La Comuna mantiene deudas con las empresas encargadas de las obras, en este caso aglutinadas en el Consorcio CCC - Tecsul, según el informe de la intervención por la que atravesó la Municipalidad entre junio y agosto de 2025.
INVESTIGACIÓN. El 12 de julio de 2024, la Fiscalía realizó un allanamiento en la Municipalidad de Asunción, en busca de los documentos referidos al manejo irregular del dinero que debía usarse para las obras de desagüe.
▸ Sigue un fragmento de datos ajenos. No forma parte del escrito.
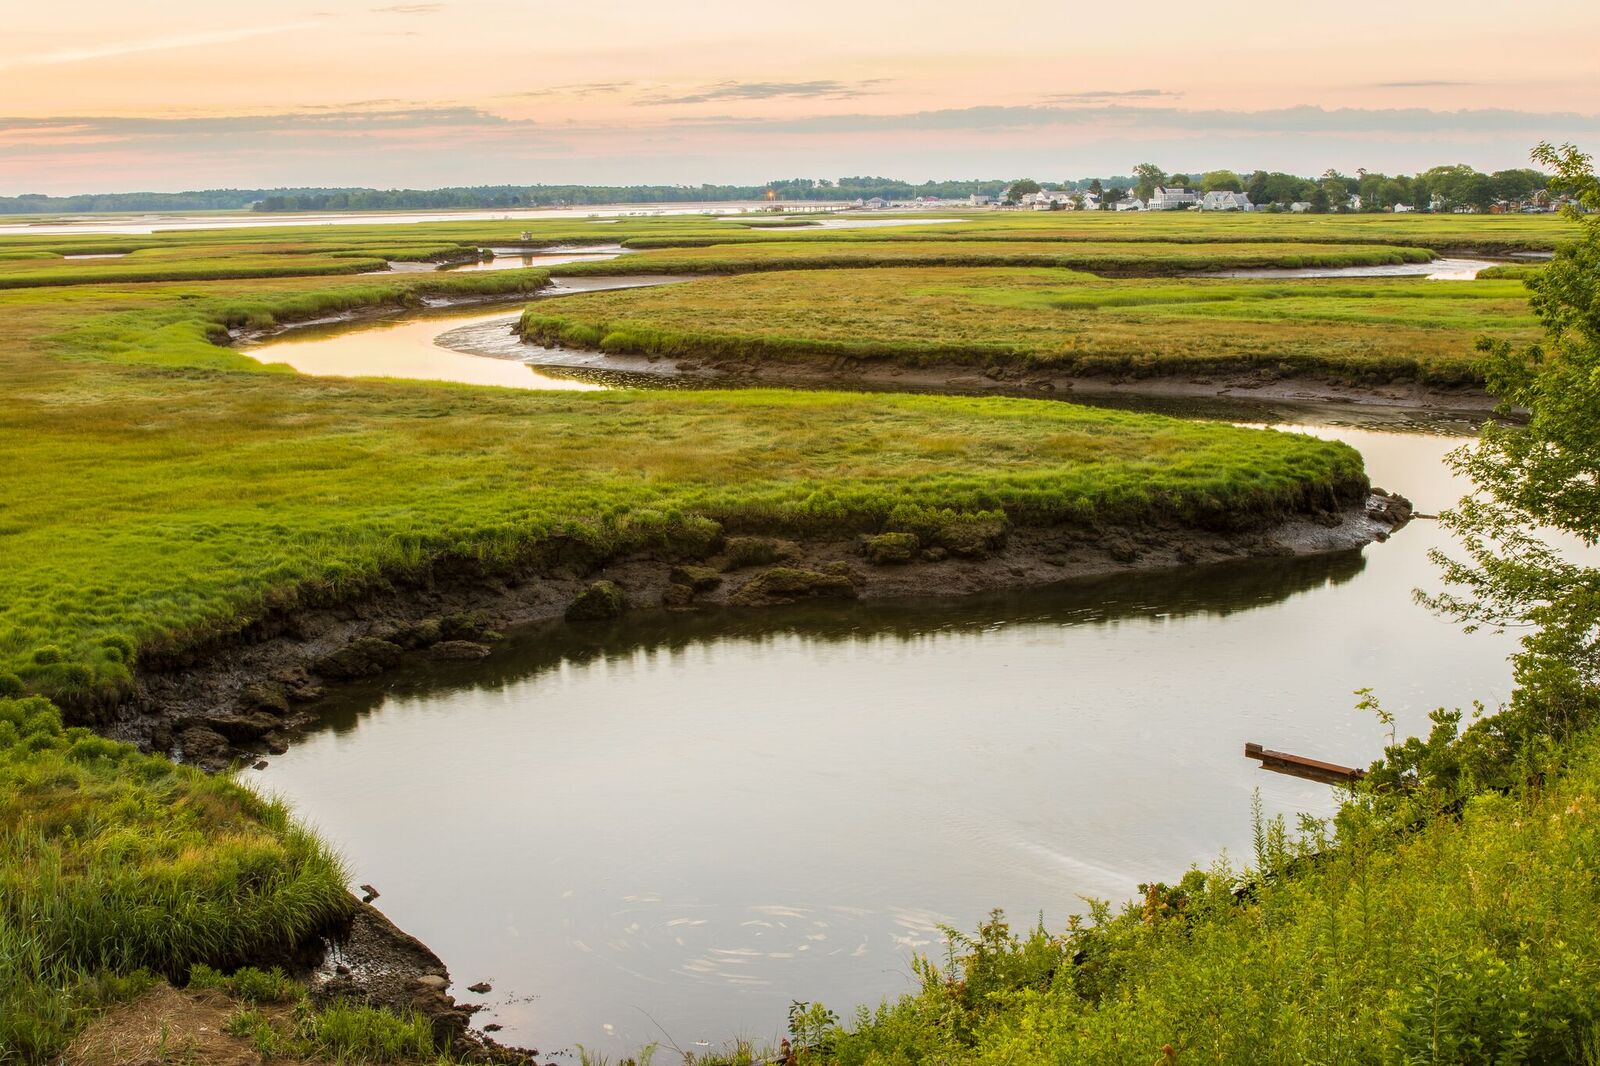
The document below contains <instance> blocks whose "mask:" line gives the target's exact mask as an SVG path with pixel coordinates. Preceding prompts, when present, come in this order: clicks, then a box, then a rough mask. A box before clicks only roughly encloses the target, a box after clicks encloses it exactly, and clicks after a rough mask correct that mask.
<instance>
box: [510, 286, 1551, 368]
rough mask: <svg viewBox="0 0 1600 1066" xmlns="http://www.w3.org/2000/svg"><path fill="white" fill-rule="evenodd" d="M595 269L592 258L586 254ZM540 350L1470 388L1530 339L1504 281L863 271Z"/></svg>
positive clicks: (1515, 302)
mask: <svg viewBox="0 0 1600 1066" xmlns="http://www.w3.org/2000/svg"><path fill="white" fill-rule="evenodd" d="M602 266H606V264H602ZM522 328H523V333H525V336H528V338H530V339H534V341H542V343H558V344H568V346H574V347H598V349H603V351H613V352H642V354H658V355H682V357H702V359H704V357H717V359H746V360H752V362H760V360H766V359H829V360H830V359H838V357H850V359H862V360H888V362H901V363H909V365H966V367H973V365H976V367H984V365H1026V367H1038V368H1051V370H1061V371H1066V373H1091V375H1093V373H1120V375H1126V373H1133V375H1163V373H1165V375H1171V373H1194V371H1205V373H1227V371H1237V370H1272V371H1277V373H1323V375H1338V376H1341V378H1349V379H1354V381H1392V379H1398V381H1424V383H1435V384H1472V383H1478V381H1482V371H1480V370H1478V362H1477V360H1478V357H1477V354H1475V351H1474V341H1475V338H1477V336H1480V335H1483V333H1486V331H1494V333H1496V335H1499V336H1507V338H1512V339H1533V338H1534V336H1538V322H1536V320H1534V317H1533V315H1531V312H1530V311H1528V296H1526V290H1525V288H1523V285H1522V282H1520V280H1494V282H1486V280H1480V282H1430V280H1426V279H1317V280H1307V279H1301V280H1202V279H1184V280H1147V279H1139V280H1131V279H1123V280H1107V279H1099V277H1093V275H1086V274H1080V272H1069V271H1002V269H934V267H915V269H910V267H880V269H872V271H818V272H810V271H808V272H798V271H794V272H771V274H752V275H742V277H728V279H707V280H698V282H690V283H685V285H674V287H670V288H659V290H627V291H614V293H589V295H579V296H571V298H565V299H562V301H560V303H555V304H539V306H533V307H530V309H528V311H526V312H525V314H523V319H522Z"/></svg>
Esto ocurrió luego de que se detectara un aparente desvío de más de G. 500.000 millones del dinero del bono G8. Un equipo, encabezado por los fiscales Marlene González y Jorge Arce, se responsabilizó de investigar este caso.
La Contraloría General de la República emitió un informe sobre la utilización del dinero y apuntó que el uso de la Cuenta Única, con la que Nenecho se arropó para defender el señalado desvío, no es aplicable a las municipalidades. Del mismo modo, la intervención a cargo del economista Carlos Pereira resaltó que el uso que le habría dado Nenecho a dicha herramienta financiera fue ilegal y que quienes permitieron que se dilapidara el dinero de los bonos (en salarios y otros gastos irregulares) deben enfrentar responsabilidades legales.
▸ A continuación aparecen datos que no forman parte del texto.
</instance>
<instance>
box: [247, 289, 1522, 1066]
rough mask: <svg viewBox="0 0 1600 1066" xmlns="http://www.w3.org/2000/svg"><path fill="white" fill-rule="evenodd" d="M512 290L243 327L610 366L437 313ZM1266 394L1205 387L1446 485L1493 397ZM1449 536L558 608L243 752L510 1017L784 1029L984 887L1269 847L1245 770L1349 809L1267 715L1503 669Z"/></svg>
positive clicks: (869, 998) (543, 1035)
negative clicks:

¿Más desvíos? El escenario de abandono se extiende a otros sitios de vital importancia, como la Estación de Buses de Asunción, el Mercado 4 y el mirador de Itá Pytã Punta. Todos estos lugares debían intervenirse con el dinero del bono G7, emitido en febrero de 2021 por G. 200.000 millones. Este dinero, junto con el que corresponde al bono G6 (emitido en 2020 por G. 100.000 millones), se considera “desaparecido” porque no se ve individualizado en los últimos balances municipales.
Este presunto desvío está siendo investigado actualmente por un equipo encabezado por el fiscal Luis Piñánez.
En una entrevista con Última Hora, el profesional indicó que para la Fiscalía también es importante considerar los efectos de las decisiones de la Administración municipal en la calidad de vida de los vecinos de Asunción.
Piñánez considera que el asunto es parte clave para que cualquier tipo de acusación se sostenga: “Es importante esta conversación. ¿Qué impacto tiene en la gente? ¿Qué produce esto? Ese elemento después nosotros debemos llevar (a un tribunal), (...). Justamente, estamos en una etapa de averiguación”, aseguró, aludiendo a la información que se solicitó a la Municipalidad y que ya se remitió a la Fiscalía.
Piñánez detalló que se pidió una importante cantidad de documentos, tales como informes sobre las obras comprometidas con bonos y los extractos y movimientos de cuentas bancarias en que se depositaron el dinero.
512.000
millones de guaraníes (que incluían bono G8) se desviaron en pago de salarios y compras a firmas fantasmas.